If anything positive emerged from the “Don’t do that” video, it was the number of Facebook responses from women who objected to its sexism and erroneous information.
“Instead of this story, why don’t you do a story about birth control choices for women and men. Also educate about STDs [sexually transmitted diseases]. This is not convincing me about staying against abortion at all,” wrote one woman.
Another responded, “So much misinformation here! Not all club-going, rich, social girls end up getting knocked-up. (In fact, it’s the poor, uneducated girls who mostly suffer from unwanted pregnancies.) ALSO, taking abortion pills is different from yanking a foetus out. ALSO, since it’s supposed to be ‘educational’, do inform the public about many options such as use of contraceptives, taking morning-after pills, etc, to prevent unwanted pregnancy.”
It is extremely encouraging to see young women standing up for themselves and others and, even though the issue is controversial and potentially emotive, defending their right to receive accurate information free from gender-based discrimination and prejudice.
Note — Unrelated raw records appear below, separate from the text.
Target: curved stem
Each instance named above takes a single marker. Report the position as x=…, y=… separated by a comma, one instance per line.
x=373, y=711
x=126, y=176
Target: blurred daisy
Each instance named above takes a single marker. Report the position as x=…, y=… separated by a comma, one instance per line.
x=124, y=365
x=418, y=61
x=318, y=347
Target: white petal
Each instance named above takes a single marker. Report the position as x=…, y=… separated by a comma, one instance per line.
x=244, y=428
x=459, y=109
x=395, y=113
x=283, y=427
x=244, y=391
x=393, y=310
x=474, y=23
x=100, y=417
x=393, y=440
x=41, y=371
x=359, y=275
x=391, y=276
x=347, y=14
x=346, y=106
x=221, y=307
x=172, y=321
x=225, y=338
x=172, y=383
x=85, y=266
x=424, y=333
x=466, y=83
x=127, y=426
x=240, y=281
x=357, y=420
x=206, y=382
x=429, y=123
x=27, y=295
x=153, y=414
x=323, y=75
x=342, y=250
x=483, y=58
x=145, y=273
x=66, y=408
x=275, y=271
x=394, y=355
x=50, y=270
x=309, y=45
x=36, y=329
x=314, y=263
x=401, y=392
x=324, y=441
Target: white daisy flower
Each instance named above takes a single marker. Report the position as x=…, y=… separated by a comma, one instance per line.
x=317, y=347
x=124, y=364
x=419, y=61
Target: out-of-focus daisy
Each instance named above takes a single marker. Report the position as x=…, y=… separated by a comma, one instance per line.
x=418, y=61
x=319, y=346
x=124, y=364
Yet even among these strong and enlightened young women there were clear gaps in their knowledge of reproductive health options.
One respondent, who made it clear she was aware of emergency contraception and how it works, nevertheless “doubt[ed] you can also abort a baby simply with a pill”.
Another highlighted the discrimination and challenges young women face when it comes to discussing sexuality, and said she believed the reputation of the actress in the video had been ruined by playing the role.
“I am a virgin but I know everyone is using a condom for one night stands. Also, the way you presented [the video] completely destroyed the girl’s career,” she wrote.
The tendency to oppress women’s self expression and freedoms rather than deal with deeper societal problems, permeates much of society in Myanmar.
It was evident when Yangon Region Chief Minister U Phyo Min Thein announced a crackdown on alcohol consumption near Thingyan pandals this year.
“We are ending the situation whereby parents are horrified to see their daughters on the pandals,” he said.
His comments may well reflect traditional cultural values that prioritise the sensibilities of parents over those of their children, but they also exhibit an inherent sexism.
By ignoring the common reports of groping and sexual assaults by male revelers during the festival, and focusing instead on the behaviour of young women whose only “offence” is to be seen enjoying themselves in public, it promotes the idea that “saving face” is more important than defending women’s rights.
This is the kind of attitude that leads to women keeping domestic abuse secret, to sexual assaults going unreported, and to the practice in some communities of women who have been raped being forced to marry their rapist to “protect their family’s honour”.
In previous years, Yangon authorities have demanded that shops clear their shelves of condoms during Thingyan in an ill-advised attempt to control “morality” by depriving people of contraceptives.
The responses to the “Don’t do that” video show that young women want access to the information and services that will allow them to protect themselves and make their own decisions about contraception and how they live their lives.
Politics, religion and policing in this country, as in much of the world, are overwhelmingly dominated by older men, most of whom appear to show little inclination to take the concerns and demands of young women seriously.
All the more important then that funding continues for organisations, international and national, that can provide women with accurate and impartial family planning information and reproductive health services.
Those who support women’s rights everywhere must work to ensure the needs and demands of young women are met and to end the situation in which decisions about women’s health are made by roomfuls of men, whether in Washington or Nay Pyi Taw.